Il fait dire également que cela fait bien longtemps qu’en France on ne considère le travail qu’à travers le prisme du taux de chômage, de la baisse de charge, ou sous la forme de la « valeur-travail » quand on veut retourner ces cochons de prolos contre les assistés qui ont juré la ruine de la France éternelle. La médecine et l’inspection du Travail sont en déshérence, on rabote les indemnités journalières, on allonge la durée des carrières (on veut quand même bien considérer la pénibilité car nous ne sommes pas des monstres), on lime les salaires jusqu’à la moelle, on « manage » à la schlague, et on a de plus en plus recours à l’intérim et au travail précaire, ce qui induit une baisse globale de la qualification. Et c’est ainsi que l’on se retrouve avec un bataillon d’estropiés qui en plus voudraient des indemnités, ou que les salariés de France Télécom regardent à travers leurs fenêtres leurs collègues  s’essayer au plongeon olympique sans piscine. Mais tout va bien à la centrale de Cattenom, tiens remets-moi une entrecôte de serpent avec un peu de mayonnaise.

Autre problème dans la sécurité au travail: la rapacité des industriels concernant les matériaux et les conditions de travail.
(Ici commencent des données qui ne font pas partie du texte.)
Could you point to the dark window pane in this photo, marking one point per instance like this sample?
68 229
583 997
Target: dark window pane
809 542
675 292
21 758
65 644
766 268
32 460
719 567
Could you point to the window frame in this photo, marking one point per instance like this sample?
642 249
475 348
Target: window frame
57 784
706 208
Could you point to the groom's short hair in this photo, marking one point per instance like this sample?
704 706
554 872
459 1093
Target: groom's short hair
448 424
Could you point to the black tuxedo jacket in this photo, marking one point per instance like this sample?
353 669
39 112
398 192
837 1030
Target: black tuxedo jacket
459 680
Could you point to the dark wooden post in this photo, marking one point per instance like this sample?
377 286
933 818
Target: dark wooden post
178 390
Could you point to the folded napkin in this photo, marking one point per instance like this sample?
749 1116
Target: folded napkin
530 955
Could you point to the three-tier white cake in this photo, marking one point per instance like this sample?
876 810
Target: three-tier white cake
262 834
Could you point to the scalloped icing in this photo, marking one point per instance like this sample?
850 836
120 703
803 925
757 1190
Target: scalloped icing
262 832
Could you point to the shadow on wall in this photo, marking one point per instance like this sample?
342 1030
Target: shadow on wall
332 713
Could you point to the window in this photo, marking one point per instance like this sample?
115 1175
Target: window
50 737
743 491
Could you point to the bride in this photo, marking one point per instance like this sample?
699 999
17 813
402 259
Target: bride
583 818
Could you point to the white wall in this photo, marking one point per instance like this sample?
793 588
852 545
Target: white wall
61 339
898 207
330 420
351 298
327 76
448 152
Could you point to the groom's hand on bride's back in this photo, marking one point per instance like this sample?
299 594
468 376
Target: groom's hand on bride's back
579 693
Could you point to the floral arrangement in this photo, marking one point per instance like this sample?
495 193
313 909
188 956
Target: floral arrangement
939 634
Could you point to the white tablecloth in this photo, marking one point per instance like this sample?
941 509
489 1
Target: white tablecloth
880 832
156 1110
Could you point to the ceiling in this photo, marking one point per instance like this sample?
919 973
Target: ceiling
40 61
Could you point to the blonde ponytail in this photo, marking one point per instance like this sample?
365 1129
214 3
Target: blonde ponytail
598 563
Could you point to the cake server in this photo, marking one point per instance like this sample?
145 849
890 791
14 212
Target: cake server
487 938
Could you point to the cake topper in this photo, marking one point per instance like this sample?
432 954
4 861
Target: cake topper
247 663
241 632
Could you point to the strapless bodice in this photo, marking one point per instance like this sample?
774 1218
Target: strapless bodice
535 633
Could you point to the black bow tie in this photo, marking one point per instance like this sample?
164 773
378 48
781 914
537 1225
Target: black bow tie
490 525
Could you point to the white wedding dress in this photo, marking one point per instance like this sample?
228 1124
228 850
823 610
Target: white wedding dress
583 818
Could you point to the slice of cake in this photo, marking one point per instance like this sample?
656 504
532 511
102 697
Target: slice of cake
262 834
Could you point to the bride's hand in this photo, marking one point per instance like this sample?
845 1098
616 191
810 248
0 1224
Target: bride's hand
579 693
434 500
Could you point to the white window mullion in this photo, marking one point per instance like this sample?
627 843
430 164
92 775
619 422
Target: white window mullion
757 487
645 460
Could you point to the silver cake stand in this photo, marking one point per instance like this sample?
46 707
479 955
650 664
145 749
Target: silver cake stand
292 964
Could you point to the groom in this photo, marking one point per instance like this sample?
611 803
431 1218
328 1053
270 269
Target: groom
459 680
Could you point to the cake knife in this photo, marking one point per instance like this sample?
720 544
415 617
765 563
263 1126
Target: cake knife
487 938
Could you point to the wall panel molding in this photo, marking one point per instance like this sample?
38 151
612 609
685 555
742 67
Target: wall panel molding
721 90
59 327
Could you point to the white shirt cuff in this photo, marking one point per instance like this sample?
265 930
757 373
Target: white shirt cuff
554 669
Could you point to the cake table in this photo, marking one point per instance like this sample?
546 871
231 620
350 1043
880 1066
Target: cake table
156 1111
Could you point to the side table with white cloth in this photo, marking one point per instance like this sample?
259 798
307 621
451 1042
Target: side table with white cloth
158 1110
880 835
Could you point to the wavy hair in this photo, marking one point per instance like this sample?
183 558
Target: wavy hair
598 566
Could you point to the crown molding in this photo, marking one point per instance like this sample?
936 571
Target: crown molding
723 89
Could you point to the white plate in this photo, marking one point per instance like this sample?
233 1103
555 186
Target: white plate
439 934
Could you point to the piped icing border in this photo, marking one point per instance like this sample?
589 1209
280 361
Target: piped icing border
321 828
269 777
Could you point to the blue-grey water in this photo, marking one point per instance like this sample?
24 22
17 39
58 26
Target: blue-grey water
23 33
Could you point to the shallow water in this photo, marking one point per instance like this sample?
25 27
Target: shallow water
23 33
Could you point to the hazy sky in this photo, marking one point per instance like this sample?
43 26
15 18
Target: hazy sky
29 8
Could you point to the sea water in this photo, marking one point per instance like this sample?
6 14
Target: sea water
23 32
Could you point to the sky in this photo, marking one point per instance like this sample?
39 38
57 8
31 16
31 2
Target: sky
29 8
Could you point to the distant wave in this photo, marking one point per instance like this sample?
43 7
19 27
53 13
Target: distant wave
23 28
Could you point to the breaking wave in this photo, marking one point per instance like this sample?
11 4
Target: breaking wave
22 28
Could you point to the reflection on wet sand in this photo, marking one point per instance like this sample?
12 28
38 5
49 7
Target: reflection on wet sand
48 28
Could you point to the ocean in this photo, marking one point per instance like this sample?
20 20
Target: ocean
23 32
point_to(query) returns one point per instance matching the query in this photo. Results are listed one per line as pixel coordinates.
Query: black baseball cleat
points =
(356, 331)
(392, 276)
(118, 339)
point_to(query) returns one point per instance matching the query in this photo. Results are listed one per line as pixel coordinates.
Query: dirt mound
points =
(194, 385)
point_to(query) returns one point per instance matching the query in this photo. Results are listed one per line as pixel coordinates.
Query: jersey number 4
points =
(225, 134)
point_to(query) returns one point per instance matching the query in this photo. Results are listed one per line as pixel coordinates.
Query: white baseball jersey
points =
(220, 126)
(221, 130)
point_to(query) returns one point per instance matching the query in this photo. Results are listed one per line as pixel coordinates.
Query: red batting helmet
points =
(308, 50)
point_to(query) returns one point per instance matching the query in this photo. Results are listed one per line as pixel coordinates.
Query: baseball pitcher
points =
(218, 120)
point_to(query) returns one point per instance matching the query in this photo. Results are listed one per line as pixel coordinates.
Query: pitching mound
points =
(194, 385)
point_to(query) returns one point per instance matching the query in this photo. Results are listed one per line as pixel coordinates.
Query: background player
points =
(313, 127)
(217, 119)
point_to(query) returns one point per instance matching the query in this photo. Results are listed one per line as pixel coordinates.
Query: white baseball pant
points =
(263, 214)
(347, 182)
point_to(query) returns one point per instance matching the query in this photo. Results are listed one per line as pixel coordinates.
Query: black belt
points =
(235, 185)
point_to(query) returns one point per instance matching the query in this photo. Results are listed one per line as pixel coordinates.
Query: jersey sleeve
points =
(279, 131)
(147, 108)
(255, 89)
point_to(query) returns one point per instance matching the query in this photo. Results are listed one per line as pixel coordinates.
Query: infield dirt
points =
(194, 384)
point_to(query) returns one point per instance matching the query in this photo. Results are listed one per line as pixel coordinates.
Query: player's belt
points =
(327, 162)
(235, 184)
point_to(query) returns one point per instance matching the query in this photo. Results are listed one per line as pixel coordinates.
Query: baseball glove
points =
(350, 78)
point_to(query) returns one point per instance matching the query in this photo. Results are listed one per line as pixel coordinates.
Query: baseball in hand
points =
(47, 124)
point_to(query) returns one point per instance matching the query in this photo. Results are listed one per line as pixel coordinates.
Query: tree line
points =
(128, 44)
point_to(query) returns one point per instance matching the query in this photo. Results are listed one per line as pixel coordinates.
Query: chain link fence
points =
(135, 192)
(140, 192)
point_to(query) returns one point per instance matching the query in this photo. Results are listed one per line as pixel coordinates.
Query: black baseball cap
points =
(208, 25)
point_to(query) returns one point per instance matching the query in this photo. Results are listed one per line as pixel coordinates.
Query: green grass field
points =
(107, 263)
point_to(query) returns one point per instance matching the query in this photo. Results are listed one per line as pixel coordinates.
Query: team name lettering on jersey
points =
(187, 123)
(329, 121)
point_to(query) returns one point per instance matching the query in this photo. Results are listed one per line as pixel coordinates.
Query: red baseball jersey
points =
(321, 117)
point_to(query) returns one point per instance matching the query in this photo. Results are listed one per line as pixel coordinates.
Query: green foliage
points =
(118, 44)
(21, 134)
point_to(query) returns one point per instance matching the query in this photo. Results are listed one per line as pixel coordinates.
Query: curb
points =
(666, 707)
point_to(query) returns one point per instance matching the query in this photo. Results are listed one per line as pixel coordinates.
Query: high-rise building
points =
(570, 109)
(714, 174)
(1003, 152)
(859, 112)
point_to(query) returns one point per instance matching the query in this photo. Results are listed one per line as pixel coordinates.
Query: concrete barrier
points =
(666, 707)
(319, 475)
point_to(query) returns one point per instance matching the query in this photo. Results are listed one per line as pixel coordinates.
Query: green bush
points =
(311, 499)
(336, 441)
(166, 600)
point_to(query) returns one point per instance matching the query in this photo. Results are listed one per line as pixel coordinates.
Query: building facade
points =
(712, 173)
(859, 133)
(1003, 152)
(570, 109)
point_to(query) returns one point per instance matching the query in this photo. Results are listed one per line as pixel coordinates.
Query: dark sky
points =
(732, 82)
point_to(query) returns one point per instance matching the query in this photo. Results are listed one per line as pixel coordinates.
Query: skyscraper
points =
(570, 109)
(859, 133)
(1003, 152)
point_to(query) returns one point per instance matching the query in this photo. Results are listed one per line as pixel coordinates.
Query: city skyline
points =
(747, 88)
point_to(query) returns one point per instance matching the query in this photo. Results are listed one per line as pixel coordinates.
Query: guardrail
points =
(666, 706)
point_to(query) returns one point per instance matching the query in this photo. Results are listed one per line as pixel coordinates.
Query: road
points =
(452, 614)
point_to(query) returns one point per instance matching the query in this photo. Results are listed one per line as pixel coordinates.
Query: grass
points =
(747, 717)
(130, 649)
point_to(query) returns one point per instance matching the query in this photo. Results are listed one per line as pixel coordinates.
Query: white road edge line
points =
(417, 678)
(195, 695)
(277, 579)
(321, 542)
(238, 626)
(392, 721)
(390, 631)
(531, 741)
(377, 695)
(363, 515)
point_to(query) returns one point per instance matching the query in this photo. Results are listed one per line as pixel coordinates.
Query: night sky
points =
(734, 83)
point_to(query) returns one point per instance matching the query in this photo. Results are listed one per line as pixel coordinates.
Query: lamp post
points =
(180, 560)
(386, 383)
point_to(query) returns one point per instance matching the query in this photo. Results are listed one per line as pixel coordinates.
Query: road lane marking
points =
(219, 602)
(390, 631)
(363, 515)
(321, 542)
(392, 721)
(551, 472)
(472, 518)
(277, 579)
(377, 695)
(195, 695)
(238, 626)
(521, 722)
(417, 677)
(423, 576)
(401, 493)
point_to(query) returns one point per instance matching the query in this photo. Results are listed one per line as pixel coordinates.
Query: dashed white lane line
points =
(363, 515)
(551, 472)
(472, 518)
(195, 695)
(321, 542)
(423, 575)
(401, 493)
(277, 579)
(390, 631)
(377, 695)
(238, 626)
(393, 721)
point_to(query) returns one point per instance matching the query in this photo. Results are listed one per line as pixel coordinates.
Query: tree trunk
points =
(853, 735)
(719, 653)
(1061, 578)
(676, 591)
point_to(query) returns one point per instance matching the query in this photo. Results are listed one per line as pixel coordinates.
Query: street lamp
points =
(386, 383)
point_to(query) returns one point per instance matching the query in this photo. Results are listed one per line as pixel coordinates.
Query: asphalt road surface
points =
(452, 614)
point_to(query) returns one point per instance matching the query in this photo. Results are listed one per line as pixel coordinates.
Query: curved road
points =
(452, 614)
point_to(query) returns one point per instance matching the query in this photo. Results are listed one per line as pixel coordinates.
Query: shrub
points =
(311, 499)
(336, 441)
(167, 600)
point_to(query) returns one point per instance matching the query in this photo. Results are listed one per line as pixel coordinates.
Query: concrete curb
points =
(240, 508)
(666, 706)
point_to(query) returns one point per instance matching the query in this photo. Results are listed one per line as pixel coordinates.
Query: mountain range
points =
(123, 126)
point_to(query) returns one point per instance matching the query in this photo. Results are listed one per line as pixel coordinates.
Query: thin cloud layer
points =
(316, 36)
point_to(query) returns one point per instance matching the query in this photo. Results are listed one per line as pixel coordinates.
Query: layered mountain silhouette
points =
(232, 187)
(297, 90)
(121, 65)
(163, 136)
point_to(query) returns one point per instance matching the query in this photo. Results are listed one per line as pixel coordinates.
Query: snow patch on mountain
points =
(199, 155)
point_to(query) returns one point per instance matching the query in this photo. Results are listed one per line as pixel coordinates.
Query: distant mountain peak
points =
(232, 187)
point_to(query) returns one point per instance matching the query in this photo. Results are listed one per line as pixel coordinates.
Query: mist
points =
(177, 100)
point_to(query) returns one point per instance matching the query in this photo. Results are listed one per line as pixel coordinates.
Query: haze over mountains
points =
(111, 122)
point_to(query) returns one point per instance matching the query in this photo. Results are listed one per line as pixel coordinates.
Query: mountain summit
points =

Vous avez aimé l’amiante, vous adorez donc tous les composants chimiques que les ouvriers tripotent quotidiennement sans en connaître la nocivité. Lisez l’édifiante interview d’Annie Thébaud-Mony, directrice de recherche à l’Inserm, sur l’insouciance des industriels quant aux risques qu’ils font encourir à leurs salariés pour la gloire de la compétitivité et pour l’avancée des cancers de toutes sortes, qui devrait nous  faire faire de substantielles économies sur les retraites. Ou référez-vous aux statistiques du Bureau International du Travail, vous passerez un agréable moment et demain vous irez bosser avec une cotte de maille.Vous pourrez constater qu’à chaque fois qu’on cherche à faire des économies d’échelle, c’est sur le facteur travail qu’on agit, le capital étant aussi sacré qu’une vache indienne. Et c’est ainsi que deux malheureux se sont irrités avec de l’eau oxygénée, ce qui n’est peut-être pas grand-chose, mais ça doit piquer quand même.

Bref, il ne s’est rien passé à Fessenheim.